LE CAPITAINE BARBEROUSSE DE LA TOUR DE LA VIEILLE NOUVELLE

 

A sa figure joviale et sa grande barbe, on aurait pu reconnaître en cet officier du roi un grand-père qui aimerait faire sauter sur ses genoux ses petits-enfants.

Or il n’en était rien. Malgré cette apparente bonhomie, le capitaine Barberousse cachait sa réelle activité, celle d’un pirate sanguinaire. Certes, il avait été adoubé pour commander une redoute implantée au droit du grau de la Vieille Nouvelle. Il devait avertir l’arrière pays de tout péril venant de la mer par des signaux. La nuit, il faisait allumer un feu au sommet de sa tour, balisant ce point particulier dont devait s’écarter les quilles profondes des navires hauturiers.

La passe s’envasait à cause de la faiblesse des chasses de l’étang et des courants marins accumulant du sable sur cette côte. Ainsi, sans lanterne balisant ce danger pour la navigation, les échouages s’avèreraient nombreux sous l’obscurité la plus complète.

Mais Barberousse tira profit de cette particularité pour améliorer substantiellement sa solde et à un moindre degré celle de ses hommes. Quelquefois, il n’allumait point la lanterne de la redoute et des navires marchands s’échouaient. Le capitaine se présentait alors à eux. N’était-il pas un officier du roi ? Mais lui et sa bande ne sauvèrent personne. Au contraire, chaque équipage était massacré jusqu’au dernier et sa cargaison entièrement rapinée. Et bien sûr, tout cela était porté sur le compte de la piraterie barbaresque.

Or la traîtrise fut un jour découverte. Un mousse échappa à la tuerie intentée à bord de son bateau naufragé. Il parvint à atteindre Narbonne et l’alerta de la forfaiture d’un capitaine du roi.

Des troupes furent donc commises pour soumettre un pirate et le pendre haut et court. Or par la mer, la marine de guerre, trop lourde, ne put pas s’engager près du rivage envasé pour bombarder la redoute. Par l’étang, une goélette armée s’enfila bien dans le goulot du grau, mais fut coulé par les canons de Barberousse. Ce qui bloqua toute attaque de ce côté-ci. Quant à l’infanterie, en cette côte rase et sans taillis pour s’abriter, ses plus fous subirent une mitraille mortelle en se découvrant. Et pas question aux dragons de charger à francs étriers en ce littoral farci de marécages. Le siège de la redoute s’éternisa donc.

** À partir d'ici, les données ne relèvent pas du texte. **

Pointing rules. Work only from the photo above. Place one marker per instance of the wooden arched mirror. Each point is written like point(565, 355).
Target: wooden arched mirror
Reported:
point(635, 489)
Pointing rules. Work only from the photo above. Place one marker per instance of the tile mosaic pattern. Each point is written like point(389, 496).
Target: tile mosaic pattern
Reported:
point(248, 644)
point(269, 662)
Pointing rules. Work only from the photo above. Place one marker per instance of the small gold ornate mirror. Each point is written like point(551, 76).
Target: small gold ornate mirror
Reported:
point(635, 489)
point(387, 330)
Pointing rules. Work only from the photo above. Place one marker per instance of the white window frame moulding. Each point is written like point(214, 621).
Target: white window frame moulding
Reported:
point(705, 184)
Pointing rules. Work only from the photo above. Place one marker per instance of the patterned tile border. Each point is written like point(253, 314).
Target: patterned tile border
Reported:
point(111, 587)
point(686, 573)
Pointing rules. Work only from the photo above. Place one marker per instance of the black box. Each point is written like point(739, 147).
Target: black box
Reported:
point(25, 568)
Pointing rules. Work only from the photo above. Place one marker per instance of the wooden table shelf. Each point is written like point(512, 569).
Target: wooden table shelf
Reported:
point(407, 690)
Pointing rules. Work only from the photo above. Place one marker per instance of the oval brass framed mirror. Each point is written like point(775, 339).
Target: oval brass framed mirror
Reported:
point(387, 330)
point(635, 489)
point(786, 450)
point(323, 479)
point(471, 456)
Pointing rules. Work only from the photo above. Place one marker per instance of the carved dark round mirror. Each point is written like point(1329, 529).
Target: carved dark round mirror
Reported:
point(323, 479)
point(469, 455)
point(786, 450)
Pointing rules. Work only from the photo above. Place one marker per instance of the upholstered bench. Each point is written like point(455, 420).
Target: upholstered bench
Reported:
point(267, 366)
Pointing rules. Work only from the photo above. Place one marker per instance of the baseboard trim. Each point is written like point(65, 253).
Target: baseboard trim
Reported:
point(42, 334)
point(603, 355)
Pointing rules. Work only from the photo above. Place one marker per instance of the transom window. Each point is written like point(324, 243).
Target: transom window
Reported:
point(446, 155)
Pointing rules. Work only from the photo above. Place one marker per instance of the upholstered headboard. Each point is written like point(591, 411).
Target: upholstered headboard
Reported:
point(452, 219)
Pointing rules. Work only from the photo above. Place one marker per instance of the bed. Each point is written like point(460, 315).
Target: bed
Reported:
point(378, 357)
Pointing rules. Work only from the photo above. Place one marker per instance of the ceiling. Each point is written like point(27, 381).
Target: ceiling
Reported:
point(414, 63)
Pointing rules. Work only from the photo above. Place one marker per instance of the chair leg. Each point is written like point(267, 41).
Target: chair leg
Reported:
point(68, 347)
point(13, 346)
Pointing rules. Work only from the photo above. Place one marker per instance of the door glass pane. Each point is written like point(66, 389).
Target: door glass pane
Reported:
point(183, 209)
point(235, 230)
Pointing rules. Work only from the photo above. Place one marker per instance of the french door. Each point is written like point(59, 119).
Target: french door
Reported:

Pour se nourrir, Barberousse et ses bandits harponnaient les petites dorades dans le grau, ou tiraient le canard, le pluvier ou le courlis cendré. Leur citerne pouvait abreuver tout un régiment et il restait de quoi banqueter longtemps avec leurs récentes rapines. Ce qui désespéra profondément les autorités de Narbonne. Le roi allait bientôt visiter leur cité et aussi s’assurer la parfaite surveillance des côtes.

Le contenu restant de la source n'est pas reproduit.